Un adossement à un industriel n’aurait pas eu de sens. Nous sommes entrepreneurs-fondateurs et actionnaires importants. Nous voulons être acteurs de la consolidation du secteur, donc un adossement n’a jamais été envisagé. L’éventualité d’une IPO a en revanche été discutée. Nous avons toutefois estimé que Webhelp est encore dans une phase de développement dans laquelle le LBO apporte une indépendance, une flexibilité et une agilité supérieures, avec des ressources adéquates. Nous sommes habitués depuis plusieurs années à travailler avec cette gouvernance qui nous a réussi, nous ne voyions donc pas l’avantage d’une IPO. Etre coté implique beaucoup de contraintes, notamment de reporting, au sein d’une communauté financière qui peut réagir d’une manière disproportionnée à certaines informations. Un processus d’IPO est par ailleurs long, risqué et très cher. En termes de valorisation, nous avons trouvé le juste équilibre avec le LBO.
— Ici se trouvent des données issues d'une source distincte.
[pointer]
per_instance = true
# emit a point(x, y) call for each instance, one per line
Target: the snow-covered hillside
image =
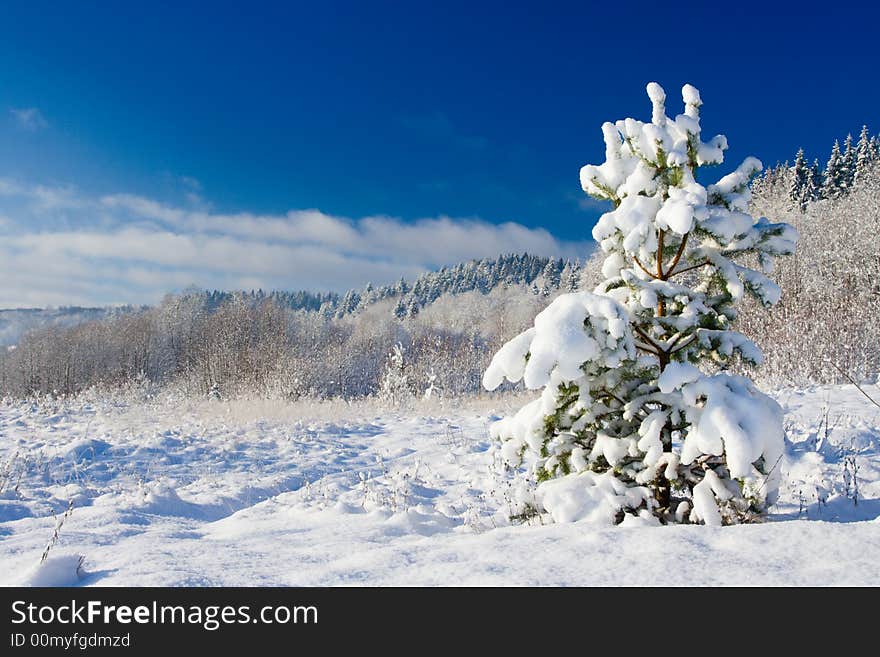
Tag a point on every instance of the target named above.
point(263, 493)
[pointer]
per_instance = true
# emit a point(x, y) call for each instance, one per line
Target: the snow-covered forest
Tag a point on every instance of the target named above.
point(439, 331)
point(246, 438)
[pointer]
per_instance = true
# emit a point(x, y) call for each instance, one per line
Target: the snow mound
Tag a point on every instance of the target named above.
point(56, 570)
point(589, 497)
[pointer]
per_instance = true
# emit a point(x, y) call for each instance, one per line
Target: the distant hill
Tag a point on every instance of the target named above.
point(544, 274)
point(15, 322)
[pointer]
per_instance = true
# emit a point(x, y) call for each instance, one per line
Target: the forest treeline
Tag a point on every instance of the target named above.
point(437, 333)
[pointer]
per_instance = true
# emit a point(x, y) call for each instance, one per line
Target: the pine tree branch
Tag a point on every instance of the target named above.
point(683, 345)
point(657, 349)
point(678, 255)
point(681, 271)
point(643, 268)
point(661, 239)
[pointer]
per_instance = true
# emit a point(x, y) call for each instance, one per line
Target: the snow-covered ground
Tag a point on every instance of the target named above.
point(159, 492)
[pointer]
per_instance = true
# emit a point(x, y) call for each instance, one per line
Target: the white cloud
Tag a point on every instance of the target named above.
point(59, 246)
point(29, 118)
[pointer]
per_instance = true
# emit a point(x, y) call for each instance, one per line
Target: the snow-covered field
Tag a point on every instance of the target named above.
point(159, 492)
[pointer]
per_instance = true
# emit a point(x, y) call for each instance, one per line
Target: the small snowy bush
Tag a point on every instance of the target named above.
point(635, 417)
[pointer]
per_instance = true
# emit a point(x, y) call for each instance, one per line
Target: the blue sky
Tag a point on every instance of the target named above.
point(461, 125)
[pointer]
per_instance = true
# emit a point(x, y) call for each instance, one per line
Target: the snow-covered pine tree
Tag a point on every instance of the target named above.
point(849, 162)
point(834, 185)
point(816, 180)
point(801, 191)
point(394, 388)
point(864, 156)
point(627, 424)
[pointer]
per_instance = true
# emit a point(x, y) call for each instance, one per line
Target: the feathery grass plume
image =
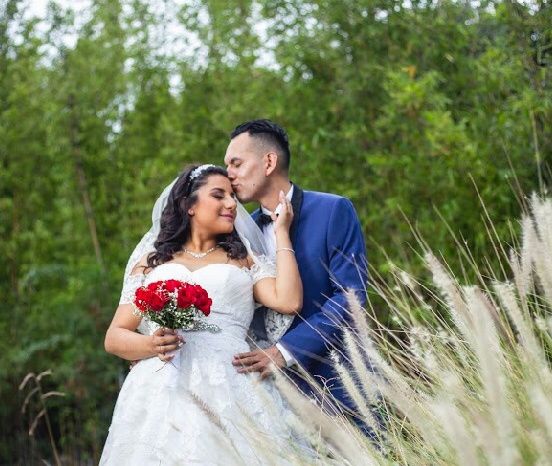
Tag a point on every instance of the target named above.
point(222, 437)
point(464, 375)
point(336, 431)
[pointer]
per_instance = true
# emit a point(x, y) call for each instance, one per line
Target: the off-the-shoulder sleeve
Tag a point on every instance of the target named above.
point(263, 267)
point(130, 285)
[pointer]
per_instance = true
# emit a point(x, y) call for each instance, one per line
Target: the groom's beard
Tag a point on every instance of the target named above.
point(242, 199)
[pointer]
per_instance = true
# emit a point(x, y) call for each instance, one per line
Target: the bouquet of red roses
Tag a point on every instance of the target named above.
point(174, 304)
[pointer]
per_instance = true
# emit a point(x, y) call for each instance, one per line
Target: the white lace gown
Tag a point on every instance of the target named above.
point(200, 410)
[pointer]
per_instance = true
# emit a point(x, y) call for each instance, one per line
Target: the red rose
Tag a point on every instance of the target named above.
point(141, 299)
point(157, 301)
point(153, 286)
point(172, 285)
point(202, 300)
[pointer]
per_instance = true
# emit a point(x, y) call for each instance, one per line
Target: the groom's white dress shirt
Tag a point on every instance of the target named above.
point(270, 238)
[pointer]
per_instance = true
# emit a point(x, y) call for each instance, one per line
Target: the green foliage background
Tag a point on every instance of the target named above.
point(400, 106)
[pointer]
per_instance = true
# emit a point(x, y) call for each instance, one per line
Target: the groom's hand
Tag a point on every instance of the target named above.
point(259, 361)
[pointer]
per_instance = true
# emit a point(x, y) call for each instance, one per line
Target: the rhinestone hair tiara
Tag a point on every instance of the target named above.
point(196, 172)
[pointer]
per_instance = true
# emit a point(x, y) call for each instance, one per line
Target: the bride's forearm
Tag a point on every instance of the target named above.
point(128, 344)
point(289, 288)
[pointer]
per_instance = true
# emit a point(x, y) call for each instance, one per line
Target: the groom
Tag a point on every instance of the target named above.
point(329, 246)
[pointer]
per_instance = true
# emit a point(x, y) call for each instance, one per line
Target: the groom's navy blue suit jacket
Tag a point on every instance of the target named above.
point(331, 254)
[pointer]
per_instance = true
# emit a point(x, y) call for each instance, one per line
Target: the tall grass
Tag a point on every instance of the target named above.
point(464, 379)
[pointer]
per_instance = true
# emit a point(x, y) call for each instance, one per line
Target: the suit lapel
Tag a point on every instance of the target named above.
point(296, 203)
point(256, 216)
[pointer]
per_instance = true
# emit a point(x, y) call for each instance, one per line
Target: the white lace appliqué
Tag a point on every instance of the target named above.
point(276, 324)
point(130, 285)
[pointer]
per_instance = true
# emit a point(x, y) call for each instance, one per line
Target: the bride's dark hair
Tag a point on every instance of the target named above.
point(175, 221)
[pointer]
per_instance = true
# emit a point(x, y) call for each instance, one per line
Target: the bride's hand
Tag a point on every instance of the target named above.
point(165, 340)
point(282, 222)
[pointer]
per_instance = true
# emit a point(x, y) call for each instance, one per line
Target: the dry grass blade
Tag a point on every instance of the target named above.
point(35, 421)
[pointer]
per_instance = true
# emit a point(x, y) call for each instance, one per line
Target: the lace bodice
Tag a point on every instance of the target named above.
point(157, 419)
point(229, 286)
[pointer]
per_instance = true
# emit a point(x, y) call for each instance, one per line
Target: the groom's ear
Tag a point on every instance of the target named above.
point(271, 161)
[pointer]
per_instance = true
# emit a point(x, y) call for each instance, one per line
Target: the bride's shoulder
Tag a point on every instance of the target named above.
point(142, 267)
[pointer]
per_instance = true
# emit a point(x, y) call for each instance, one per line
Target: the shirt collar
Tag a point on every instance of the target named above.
point(289, 195)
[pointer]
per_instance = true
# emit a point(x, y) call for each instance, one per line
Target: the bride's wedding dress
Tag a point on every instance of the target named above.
point(199, 410)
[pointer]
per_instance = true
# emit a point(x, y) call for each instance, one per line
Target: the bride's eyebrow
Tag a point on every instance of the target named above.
point(219, 190)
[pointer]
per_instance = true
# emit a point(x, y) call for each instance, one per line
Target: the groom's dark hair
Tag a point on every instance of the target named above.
point(269, 133)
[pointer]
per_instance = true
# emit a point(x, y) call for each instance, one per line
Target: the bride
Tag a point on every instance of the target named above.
point(197, 408)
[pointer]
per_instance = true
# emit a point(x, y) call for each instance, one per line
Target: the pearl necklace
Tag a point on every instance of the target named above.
point(199, 255)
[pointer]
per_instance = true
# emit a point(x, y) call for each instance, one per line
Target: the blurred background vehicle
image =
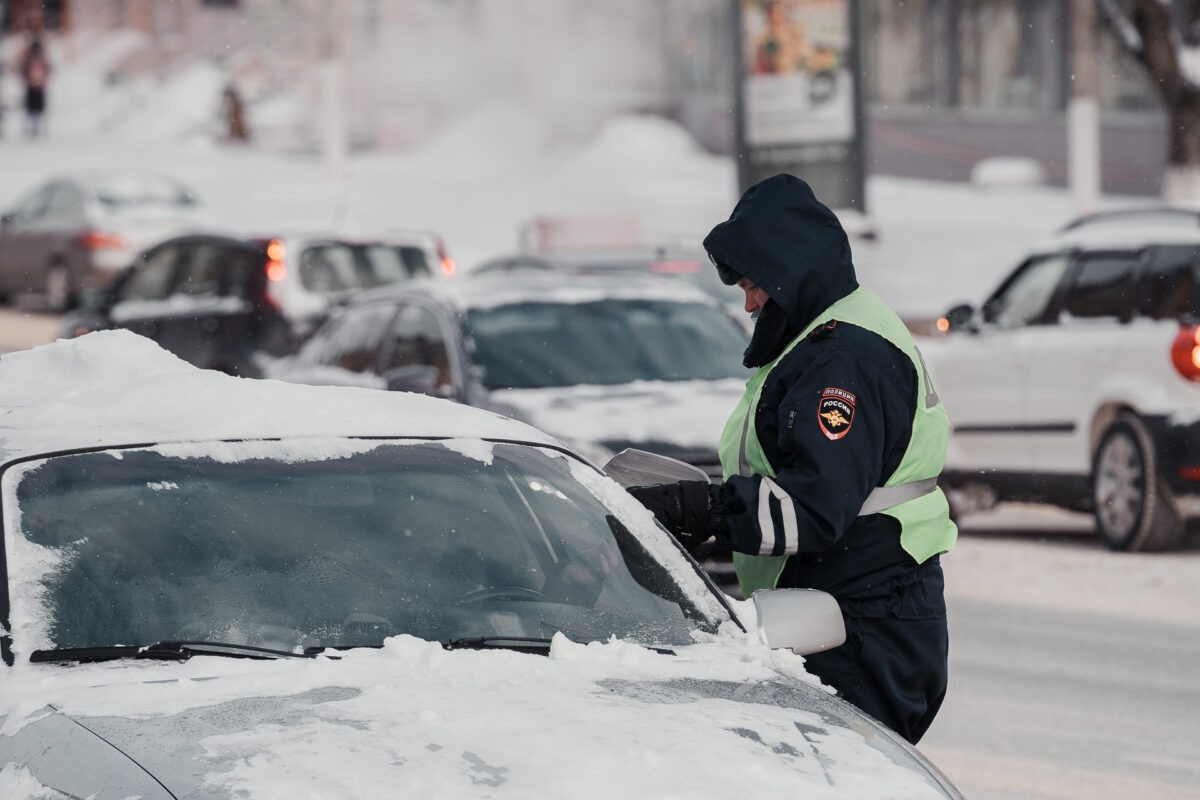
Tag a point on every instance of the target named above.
point(601, 361)
point(81, 230)
point(1075, 382)
point(678, 262)
point(232, 302)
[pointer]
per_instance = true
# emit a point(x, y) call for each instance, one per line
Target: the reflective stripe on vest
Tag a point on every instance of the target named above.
point(910, 494)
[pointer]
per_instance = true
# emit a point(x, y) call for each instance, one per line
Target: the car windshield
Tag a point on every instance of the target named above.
point(612, 341)
point(438, 541)
point(336, 269)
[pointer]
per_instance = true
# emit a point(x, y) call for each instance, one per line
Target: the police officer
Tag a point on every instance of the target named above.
point(831, 458)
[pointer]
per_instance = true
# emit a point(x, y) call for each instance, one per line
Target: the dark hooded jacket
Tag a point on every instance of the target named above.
point(790, 245)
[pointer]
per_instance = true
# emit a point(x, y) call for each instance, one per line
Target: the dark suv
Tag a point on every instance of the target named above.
point(1077, 382)
point(234, 304)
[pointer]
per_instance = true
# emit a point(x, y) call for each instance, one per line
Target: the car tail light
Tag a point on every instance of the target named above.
point(447, 263)
point(1186, 352)
point(276, 270)
point(102, 240)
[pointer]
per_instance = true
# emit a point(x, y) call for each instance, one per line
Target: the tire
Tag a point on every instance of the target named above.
point(58, 288)
point(1134, 510)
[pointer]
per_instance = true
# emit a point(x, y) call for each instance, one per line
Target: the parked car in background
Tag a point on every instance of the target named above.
point(685, 264)
point(82, 230)
point(604, 362)
point(601, 361)
point(221, 588)
point(231, 304)
point(1077, 382)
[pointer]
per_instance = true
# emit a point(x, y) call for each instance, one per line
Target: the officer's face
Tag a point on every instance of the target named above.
point(755, 296)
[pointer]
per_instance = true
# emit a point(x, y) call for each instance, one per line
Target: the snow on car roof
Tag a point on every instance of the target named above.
point(117, 388)
point(490, 290)
point(1132, 232)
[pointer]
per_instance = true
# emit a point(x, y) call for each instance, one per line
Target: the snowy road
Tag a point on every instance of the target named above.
point(1072, 668)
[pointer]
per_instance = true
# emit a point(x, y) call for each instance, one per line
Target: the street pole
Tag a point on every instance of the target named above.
point(1083, 110)
point(333, 94)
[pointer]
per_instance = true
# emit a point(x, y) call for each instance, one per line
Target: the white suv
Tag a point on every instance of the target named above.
point(1077, 382)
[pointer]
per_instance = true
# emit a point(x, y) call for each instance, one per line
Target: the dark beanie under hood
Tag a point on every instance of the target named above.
point(795, 248)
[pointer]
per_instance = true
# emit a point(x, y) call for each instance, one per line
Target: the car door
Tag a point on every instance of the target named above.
point(1072, 361)
point(24, 240)
point(982, 374)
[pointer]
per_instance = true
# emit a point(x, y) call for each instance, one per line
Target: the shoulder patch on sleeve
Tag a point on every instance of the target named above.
point(835, 413)
point(822, 330)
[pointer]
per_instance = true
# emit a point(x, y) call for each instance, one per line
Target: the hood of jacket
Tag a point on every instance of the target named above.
point(793, 247)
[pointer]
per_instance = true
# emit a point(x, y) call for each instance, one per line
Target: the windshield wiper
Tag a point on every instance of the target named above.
point(166, 650)
point(519, 643)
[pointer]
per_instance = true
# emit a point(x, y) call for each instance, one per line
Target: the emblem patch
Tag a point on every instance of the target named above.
point(835, 413)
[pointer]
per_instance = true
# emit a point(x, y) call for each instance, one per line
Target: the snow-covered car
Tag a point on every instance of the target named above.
point(225, 588)
point(1075, 382)
point(233, 302)
point(81, 230)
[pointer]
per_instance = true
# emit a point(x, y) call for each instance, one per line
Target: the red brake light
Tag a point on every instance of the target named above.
point(102, 240)
point(276, 270)
point(1186, 352)
point(447, 263)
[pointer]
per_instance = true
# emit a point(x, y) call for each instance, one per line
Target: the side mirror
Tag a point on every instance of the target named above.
point(957, 318)
point(804, 620)
point(634, 467)
point(420, 378)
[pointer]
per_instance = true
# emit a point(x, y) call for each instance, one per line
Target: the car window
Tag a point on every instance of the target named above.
point(417, 340)
point(243, 272)
point(201, 271)
point(335, 268)
point(1169, 286)
point(413, 258)
point(340, 551)
point(153, 278)
point(1025, 298)
point(353, 341)
point(1102, 286)
point(135, 192)
point(535, 344)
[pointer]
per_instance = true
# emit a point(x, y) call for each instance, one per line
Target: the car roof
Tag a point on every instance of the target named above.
point(114, 388)
point(1127, 228)
point(492, 289)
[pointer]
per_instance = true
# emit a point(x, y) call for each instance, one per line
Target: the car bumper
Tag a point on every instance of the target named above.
point(1177, 443)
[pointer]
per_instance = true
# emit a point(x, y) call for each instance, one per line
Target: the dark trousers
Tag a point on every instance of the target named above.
point(895, 669)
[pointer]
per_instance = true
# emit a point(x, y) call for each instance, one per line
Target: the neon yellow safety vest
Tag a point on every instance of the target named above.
point(910, 494)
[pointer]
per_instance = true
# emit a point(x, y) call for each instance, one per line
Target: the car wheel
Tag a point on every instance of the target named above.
point(1134, 510)
point(58, 288)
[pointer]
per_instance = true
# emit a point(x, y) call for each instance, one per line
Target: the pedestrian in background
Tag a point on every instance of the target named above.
point(35, 71)
point(831, 459)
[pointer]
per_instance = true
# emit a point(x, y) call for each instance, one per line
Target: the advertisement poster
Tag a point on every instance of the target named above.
point(798, 94)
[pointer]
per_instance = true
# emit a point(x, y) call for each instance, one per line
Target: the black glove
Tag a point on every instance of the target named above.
point(682, 507)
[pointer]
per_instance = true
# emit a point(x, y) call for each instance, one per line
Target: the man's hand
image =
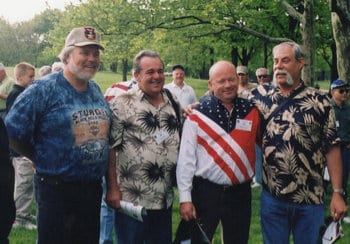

Comment l’opération est-elle financée ?
Elle est financée uniquement en dette senior, que nous n’avons pas prévu de refinancer sur les marchés pour l’instant. Pour le choix du nouveau partenaire, nous exigions d’ailleurs un niveau de dette raisonnable, inférieur à ce qu’on a coutume de voir dans le private equity. Ce financement nous permet de faire des build-up avec effet de levier sans être trop dilués. En cas de nécessité d’augmenter le capital, KKR nous a rassurés quant à sa capacité à accompagner une éventuelle opération structurante.
Quelles sont les prochaines étapes de développement de Webhelp ?
Nous avons déjà identifié des cibles pour d’éventuelles acquisitions. Nous voulons avant tout terminer de marquer notre empreinte en Europe, notamment en langue espagnole et dans les pays du Nord, via plusieurs acquisitions. Et nous préparons notre entrée sur les marchés d’Amérique du Nord et du Sud. Cette zone est essentielle pour notre ambition de faire partie du top 5 du secteur du BPO.